| >Starting with 10% says nothing about the difficulty of the program. You don't even know that they were the best 10% of engineering material, just that they were the top 10% of what the school thought were picks as candidates. Selectivity does not confer difficulty. High (50%+)success rate of your selective cohort does not confer low (25%-) success rate of the non-selected group. It does. Like I said the the smarter kids the tougher the courses. Because smarter kids normalize easiness. The difficulty of the program is set by the kids who attend. The school absolutely cannot fail the entire class, they have to set the hardness so that a certain amount pass. It is absolutely a factor especially if most schools grade on a curve. So if any Tom Dick or Jane can join the curve however steep it is, will reflect the quality of those who join. "Best engineering material" is a misnomer. the smartest kids from other schools correlate with best engineering material. I already stated that sure you can have some miracle kid that succeeds at engineering but bombs at school, but this is rare. Kids who do well in school tend to do well in engineering. Any other thing you see is likely to be an anomaly. You're basing your argument off the erroneous notion that engineering talent in school is completely separate from all other subjects and therefore selectivity is completely irrelevant. That doesn't make any sense. I'm saying it's not completely separate at all. There is a strong correlation that if you graduated top of the class in your high school you have a higher likelihood of better performance in engineering at a top school. It's not always the case but the correlation exists. >It seems we have the same amount of experience with top 10 schools, where N=1 for both. I have been to a 'lower tier' school but not for engineering so I didn't even bother to mention it, and yeah I agree it was a joke comparatively. Sure it's N=1. But read my paragraph above. That's a common sense figure. Person A gets all F's in your classes and Person B gets straight As and takes a bunch of AP courses... by probability person B will be the better engineer. Common sense. We can make a good estimate based off of common sense logic without the need for statistically rigorous data. So based off of that logic, my reasoning goes beyond a N=1 sample size as we can use common sense induction to arrive at a broader conclusion. |
False. There is no requirement that the course be made easier, nor that the non-selective school refrain from creating a much harsher curve to reflect a like-achiever performing similarly to like-achiever at a different school.
>The school absolutely cannot fail the entire class, they have to set the hardness so that a certain amount pass.
They absolutely can, and in fact most of the courses I took REQUIRE the teacher to fail everyone who fails to achieve certain ABET designated criteria, regardless of what percent fails to master the material. Although in practical case, this means the non-selective school just fails a lot more people than the selective school at freshman/sophomore level.
>It is absolutely a factor especially if most schools grade on a curve.
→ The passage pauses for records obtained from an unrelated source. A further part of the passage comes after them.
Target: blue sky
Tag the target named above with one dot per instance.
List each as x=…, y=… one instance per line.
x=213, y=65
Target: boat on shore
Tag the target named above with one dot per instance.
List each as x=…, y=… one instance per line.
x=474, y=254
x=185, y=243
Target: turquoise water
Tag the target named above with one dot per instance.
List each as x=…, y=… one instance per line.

So if any Tom Dick or Jane can join the curve however steep it is, will reflect the quality of those who join.
Only on the basis of the fallacy that curves cannot vary from school to school.
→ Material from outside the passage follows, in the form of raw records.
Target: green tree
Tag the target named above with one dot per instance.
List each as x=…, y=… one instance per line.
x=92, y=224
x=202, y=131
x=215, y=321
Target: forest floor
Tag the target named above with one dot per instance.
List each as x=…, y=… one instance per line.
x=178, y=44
>That doesn't make any sense. I'm saying it's not completely separate at all. There is a strong correlation that if you graduated top of the class in your high school you have a higher likelihood of better performance in engineering at a top school. It's not always the case but the correlation exists.
How the top 10% or whatever n% performs doesn't say anything about how the bottom 100-N% perform, (other than the top performed better). It merely provides a maximum, which in your example was 50% passing. We've been over this fallacious assertion many times now.
>You're basing your argument off the erroneous notion that engineering talent in school is completely separate from all other subjects and therefore selectivity is completely irrelevant
Selectivity DOESN'T CONFER DIFFICULTY. Say that in your head 10 more times. That 50% of your selective cohort passes doesn't prove that the non-selective cohort will be below say 25% of your baseline "only with a pulse" group. A t best it suggest that they won't exceed the 50% of the favored cohort. I didn't make an 'erroneous notion' about selectivity or talent because I never claimed selectivity increased nor decreased difficulty, in fact that was your 'erroneous notion.'
>Sure it's N=1. But read my paragraph above. That's a common sense figure. Person A gets all F's in your classes and Person B gets straight As and takes a bunch of AP courses... by probability person B will be the better engineer. Common sense. We can make a good estimate based off of common sense logic without the need for statistically rigorous data. So based off of that logic, my reasoning goes beyond a N=1 sample size as we can use common sense induction to arrive at a broader conclusion.
I see no reason why person A and B alike couldn't be held to similar standards regardless as whether they went to a selective vs non selective school.
Your selective program is not more difficult on that basis alone.